[Printemps-été 2017]
L’essor
VU PHOTO, Québec
Du 21 octobre au 20 novembre 2016
Par Jean-Pierre Vidal
Tous les espaces sont travaillés d’imaginaire, même si la modulation que celui-ci impose ainsi à la plus immédiate de nos perceptions varie selon avec les individus et les collectivités. La façon dont Matthieu Brouillard envisage les lieux et les corps combine, avec un rare bonheur, le réalisme apparemment le plus cru et cette forme particulière d’appréhension du monde où le mythe prend naissance. Et ainsi, il chevauche délibérément la fine ligne qui départage le documentaire de la fiction pure et simple, si, du moins, une telle démarcation existe.
Que le mythe soit celui de la résurrection, évoqué grâce à des corps et des lieux atypiques, à partir d’une référence structurante à Grünewald (La résurrection/les enfants de la symétrie brisée [2009]), ou comme dans sa dernière exposition à VU, celui d’Icare décollé du labyrinthe, c’est la même façon d’organiser spectaculairement l’espace de l’image. L’univers onirique du mythe et celui plus rationnel du cadrage s’enrichissent alors mutuellement, la perception est d’emblée représentée comme affaire de sens autant que sollicitation des sens, le rêve et le désir saisissent le réel, mieux, ils le constituent.

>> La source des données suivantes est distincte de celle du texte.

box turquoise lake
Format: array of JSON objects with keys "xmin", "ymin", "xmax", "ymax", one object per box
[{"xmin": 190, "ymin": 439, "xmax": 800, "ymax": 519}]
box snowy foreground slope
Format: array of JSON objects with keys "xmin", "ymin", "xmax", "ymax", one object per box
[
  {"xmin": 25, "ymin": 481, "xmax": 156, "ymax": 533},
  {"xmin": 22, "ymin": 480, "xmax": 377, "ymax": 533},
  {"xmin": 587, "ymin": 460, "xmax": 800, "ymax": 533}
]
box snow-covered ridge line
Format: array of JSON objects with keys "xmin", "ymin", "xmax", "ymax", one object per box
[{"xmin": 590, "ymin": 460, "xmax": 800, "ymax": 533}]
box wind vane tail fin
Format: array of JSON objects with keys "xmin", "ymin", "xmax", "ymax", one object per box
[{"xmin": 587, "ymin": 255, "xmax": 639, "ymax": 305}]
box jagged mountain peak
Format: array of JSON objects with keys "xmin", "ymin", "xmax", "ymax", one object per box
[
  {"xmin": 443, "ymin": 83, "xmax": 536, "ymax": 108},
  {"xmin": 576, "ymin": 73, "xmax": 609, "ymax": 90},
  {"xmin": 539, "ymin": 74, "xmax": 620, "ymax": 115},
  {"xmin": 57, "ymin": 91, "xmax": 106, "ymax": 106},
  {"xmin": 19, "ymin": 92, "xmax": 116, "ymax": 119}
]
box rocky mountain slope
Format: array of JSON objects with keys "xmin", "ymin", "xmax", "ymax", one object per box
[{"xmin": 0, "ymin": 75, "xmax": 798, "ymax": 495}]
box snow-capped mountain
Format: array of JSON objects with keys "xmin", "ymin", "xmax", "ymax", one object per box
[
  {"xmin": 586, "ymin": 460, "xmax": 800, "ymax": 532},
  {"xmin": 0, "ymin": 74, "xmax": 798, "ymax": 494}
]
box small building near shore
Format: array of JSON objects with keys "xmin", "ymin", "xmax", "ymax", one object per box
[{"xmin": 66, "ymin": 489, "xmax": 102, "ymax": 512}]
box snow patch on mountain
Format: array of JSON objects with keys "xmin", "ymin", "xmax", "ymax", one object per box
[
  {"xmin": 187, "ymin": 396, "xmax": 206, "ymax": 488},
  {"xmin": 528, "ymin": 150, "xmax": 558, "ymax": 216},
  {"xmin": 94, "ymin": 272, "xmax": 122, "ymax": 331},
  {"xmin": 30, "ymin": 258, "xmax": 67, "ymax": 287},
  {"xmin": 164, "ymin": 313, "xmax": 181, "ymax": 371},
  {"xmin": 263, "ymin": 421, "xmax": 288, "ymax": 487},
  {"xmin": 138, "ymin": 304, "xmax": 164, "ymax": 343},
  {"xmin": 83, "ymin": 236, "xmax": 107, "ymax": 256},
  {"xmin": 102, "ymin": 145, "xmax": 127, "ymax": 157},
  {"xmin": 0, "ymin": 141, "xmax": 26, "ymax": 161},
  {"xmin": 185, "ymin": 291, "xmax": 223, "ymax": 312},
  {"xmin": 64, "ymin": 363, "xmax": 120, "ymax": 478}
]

Et justement, dans L’essor, Brouillard documente la façon dont l’appel de sens, le projet, le rêve peuvent transcender les imperfections des sens et la volonté de nier le handicap. Il y retrouve un de ses modèles préférés, devenu au fil du temps un ami : Christian, un homme d’une soixantaine d’années atteint d’albinisme oculocutané, une affection héréditaire qui réduit considérablement la pigmentation des cheveux, de la peau et des yeux, au point de rendre presque aveugle.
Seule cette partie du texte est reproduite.